Doch nach der anfänglichen Euphorie brach mit dem Platzen der „Neuen Markt-Blase“ auch die MorphoSys-Aktie ein. Hinzu kam noch ein langwieriger und kostenintensiver Patentstreit mit einem britischen Konkurrenten - das junge Unternehmen geriet ins Schwanken. Um das Ruder herumzureißen, musste die Firmenleitung ein Viertel der Belegschaft entlassen. Kein leichter Schritt, aber rückblickend überlebensnotwendig. In der Folgezeit konzentrierte man sich auf die Zusammenarbeit mit den Partnern und die Etablierung der Technologie auf dem Markt. Die Maßnahmen zeigten bald erste Erfolge. Das Unternehmen erholte sich. 2004 stieg die Mitarbeiterzahl von 95 auf 135. Inzwischen arbeiten allein im Stammhaus in Martinsried 145 Mitarbeiter. Hinzu kommen noch 100 Angestellte größtenteils in den Vereinigten Staaten und Großbritannien. 
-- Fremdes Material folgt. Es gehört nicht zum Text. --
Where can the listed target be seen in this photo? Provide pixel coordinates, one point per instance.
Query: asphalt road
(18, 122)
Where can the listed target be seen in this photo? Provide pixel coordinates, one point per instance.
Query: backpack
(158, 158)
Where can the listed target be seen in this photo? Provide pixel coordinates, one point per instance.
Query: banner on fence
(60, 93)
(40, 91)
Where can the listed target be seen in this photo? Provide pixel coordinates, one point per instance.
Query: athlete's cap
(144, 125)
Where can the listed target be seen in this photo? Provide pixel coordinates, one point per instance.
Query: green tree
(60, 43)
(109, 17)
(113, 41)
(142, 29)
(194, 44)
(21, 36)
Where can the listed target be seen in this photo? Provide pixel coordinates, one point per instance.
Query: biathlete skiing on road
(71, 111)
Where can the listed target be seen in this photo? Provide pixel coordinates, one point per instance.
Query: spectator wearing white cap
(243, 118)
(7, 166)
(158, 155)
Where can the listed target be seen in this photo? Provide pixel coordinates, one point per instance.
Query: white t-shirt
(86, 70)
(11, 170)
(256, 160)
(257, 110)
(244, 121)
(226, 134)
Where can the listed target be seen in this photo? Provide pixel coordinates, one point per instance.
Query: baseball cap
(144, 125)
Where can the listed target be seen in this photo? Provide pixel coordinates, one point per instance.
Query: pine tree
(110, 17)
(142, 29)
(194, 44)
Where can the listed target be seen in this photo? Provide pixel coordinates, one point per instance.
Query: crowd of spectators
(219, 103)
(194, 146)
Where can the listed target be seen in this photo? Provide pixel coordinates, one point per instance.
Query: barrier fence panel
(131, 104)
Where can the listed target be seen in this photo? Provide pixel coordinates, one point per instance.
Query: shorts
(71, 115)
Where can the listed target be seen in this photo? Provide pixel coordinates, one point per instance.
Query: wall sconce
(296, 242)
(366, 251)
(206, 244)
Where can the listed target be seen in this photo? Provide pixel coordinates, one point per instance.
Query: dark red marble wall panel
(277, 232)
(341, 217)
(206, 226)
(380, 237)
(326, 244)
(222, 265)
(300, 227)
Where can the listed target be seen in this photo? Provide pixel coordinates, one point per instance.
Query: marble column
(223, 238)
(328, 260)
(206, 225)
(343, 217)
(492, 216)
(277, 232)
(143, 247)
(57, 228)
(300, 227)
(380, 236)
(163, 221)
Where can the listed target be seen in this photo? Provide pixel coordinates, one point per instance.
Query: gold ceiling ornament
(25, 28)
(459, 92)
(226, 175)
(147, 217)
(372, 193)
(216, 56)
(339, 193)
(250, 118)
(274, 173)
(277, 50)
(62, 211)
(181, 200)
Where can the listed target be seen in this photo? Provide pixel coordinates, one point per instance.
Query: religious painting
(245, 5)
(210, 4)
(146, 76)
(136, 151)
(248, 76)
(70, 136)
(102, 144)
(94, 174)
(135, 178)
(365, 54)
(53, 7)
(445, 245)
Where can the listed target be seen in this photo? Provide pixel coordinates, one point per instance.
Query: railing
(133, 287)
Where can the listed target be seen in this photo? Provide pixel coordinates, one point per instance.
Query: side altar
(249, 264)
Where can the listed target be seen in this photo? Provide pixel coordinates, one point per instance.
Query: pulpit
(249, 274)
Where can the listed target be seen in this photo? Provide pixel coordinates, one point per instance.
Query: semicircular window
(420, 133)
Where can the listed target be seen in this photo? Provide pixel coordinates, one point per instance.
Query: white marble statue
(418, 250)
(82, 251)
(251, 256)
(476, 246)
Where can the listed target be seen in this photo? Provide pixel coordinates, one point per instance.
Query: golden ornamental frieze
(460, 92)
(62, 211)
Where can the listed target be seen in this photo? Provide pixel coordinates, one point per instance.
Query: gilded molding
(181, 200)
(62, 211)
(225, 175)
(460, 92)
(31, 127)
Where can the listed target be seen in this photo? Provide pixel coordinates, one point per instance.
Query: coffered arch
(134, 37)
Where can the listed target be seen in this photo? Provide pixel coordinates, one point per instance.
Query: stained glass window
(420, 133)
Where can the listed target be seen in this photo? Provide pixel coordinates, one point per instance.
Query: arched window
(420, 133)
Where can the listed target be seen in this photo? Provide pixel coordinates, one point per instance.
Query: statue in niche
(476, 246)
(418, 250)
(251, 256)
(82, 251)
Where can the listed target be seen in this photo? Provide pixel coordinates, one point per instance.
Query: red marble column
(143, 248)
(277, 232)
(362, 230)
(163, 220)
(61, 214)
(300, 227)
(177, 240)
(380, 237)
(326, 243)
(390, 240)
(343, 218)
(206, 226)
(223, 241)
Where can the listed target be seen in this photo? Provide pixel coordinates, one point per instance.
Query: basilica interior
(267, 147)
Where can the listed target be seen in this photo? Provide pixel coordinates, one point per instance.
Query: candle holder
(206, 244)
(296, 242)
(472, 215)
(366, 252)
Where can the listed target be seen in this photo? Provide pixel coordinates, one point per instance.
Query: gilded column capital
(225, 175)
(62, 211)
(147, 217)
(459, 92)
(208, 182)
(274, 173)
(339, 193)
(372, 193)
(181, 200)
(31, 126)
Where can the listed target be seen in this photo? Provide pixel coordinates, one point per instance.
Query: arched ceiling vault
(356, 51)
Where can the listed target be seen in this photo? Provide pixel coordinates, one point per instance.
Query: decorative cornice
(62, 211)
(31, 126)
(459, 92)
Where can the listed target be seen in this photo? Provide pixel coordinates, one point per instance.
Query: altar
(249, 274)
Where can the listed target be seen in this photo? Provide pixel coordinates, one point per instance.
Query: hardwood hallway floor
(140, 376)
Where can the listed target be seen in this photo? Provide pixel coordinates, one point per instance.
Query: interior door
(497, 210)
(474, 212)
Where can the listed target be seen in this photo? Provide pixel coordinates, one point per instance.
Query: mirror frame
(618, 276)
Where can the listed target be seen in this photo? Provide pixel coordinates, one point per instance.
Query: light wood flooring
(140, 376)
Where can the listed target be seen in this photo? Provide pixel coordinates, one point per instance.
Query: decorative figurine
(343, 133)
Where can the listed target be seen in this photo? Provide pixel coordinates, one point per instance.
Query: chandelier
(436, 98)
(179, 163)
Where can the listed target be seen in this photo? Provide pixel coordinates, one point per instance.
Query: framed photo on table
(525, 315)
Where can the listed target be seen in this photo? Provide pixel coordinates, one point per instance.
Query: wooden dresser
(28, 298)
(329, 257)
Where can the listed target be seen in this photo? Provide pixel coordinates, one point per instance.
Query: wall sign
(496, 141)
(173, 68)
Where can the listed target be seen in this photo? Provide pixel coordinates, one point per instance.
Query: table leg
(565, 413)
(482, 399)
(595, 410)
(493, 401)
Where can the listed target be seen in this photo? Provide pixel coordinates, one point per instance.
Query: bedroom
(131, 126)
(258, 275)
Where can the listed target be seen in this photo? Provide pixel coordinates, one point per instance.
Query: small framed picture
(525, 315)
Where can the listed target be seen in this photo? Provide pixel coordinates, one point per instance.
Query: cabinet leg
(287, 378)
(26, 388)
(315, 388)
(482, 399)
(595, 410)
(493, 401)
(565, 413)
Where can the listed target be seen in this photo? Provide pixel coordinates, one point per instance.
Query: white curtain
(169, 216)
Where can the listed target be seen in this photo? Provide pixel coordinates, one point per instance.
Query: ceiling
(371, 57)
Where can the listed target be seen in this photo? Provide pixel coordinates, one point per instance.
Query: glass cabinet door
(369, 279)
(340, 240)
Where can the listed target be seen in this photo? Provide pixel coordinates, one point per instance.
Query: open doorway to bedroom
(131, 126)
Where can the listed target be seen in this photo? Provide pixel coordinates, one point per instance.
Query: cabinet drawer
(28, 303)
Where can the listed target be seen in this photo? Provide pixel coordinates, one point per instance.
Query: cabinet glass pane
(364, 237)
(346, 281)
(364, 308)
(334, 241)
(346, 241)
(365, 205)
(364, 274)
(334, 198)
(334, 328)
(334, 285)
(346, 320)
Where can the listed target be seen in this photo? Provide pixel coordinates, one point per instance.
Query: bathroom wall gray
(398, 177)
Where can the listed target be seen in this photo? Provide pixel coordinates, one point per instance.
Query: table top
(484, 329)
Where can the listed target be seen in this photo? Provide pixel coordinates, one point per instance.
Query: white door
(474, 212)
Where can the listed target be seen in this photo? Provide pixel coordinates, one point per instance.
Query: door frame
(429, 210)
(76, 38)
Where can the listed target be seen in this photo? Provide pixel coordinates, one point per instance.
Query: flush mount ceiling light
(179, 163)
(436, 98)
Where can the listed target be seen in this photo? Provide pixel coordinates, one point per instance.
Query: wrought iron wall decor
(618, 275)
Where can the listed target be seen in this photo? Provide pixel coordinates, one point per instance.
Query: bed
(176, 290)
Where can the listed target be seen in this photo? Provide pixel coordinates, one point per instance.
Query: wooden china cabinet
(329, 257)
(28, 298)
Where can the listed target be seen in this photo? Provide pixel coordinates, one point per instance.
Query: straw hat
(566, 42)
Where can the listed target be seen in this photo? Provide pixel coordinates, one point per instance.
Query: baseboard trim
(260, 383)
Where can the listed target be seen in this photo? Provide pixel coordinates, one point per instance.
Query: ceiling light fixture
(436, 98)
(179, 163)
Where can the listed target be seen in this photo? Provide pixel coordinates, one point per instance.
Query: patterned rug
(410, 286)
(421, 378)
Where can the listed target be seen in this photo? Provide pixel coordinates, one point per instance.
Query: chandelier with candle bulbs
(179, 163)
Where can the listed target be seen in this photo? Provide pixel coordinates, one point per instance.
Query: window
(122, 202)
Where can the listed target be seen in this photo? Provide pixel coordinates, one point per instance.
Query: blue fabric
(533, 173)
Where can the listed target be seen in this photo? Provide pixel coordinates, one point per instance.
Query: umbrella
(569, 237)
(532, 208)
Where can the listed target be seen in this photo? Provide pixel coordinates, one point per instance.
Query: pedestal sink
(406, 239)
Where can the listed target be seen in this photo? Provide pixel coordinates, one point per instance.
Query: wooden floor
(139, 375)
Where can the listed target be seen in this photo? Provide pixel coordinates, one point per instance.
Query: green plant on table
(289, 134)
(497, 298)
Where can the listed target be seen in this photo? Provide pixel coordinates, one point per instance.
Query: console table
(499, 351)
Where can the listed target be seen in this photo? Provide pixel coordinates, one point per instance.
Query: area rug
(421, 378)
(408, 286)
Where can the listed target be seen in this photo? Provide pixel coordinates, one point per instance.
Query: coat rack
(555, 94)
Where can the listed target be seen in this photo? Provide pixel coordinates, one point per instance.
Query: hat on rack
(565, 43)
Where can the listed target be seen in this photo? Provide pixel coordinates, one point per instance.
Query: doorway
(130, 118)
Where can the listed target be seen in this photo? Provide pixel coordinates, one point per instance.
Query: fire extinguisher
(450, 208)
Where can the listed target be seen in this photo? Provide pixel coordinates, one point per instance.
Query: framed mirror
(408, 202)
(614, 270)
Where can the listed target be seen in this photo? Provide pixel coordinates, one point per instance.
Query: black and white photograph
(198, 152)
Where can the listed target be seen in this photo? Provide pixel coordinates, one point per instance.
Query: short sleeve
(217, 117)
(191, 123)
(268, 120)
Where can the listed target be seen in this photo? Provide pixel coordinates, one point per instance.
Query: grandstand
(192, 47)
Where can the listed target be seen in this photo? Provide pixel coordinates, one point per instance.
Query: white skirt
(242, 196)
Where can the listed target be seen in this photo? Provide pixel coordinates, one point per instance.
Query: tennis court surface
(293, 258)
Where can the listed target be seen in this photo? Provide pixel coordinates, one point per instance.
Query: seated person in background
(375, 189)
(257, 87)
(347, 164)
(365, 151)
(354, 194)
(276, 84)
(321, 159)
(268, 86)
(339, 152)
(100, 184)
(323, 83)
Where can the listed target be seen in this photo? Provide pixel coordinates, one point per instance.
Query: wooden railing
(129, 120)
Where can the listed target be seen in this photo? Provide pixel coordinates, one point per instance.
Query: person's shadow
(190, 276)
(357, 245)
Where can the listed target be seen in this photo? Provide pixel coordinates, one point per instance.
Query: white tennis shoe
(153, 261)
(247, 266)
2004 hatte es die bayerische Antikörper-Schmiede schließlich geschafft. Bei MorphoSys wurden erstmals schwarze Zahlen geschrieben – eine kleine Besonderheit in der Welt der Biotechnologie-Unternehmen. „Es ist äußerst befriedigend, zu sehen, dass etwas, das man jahrelang geplant hat und an das man geglaubt hat, auch tatsächlich funktioniert“, erklärt Moroney heute nicht ohne Stolz.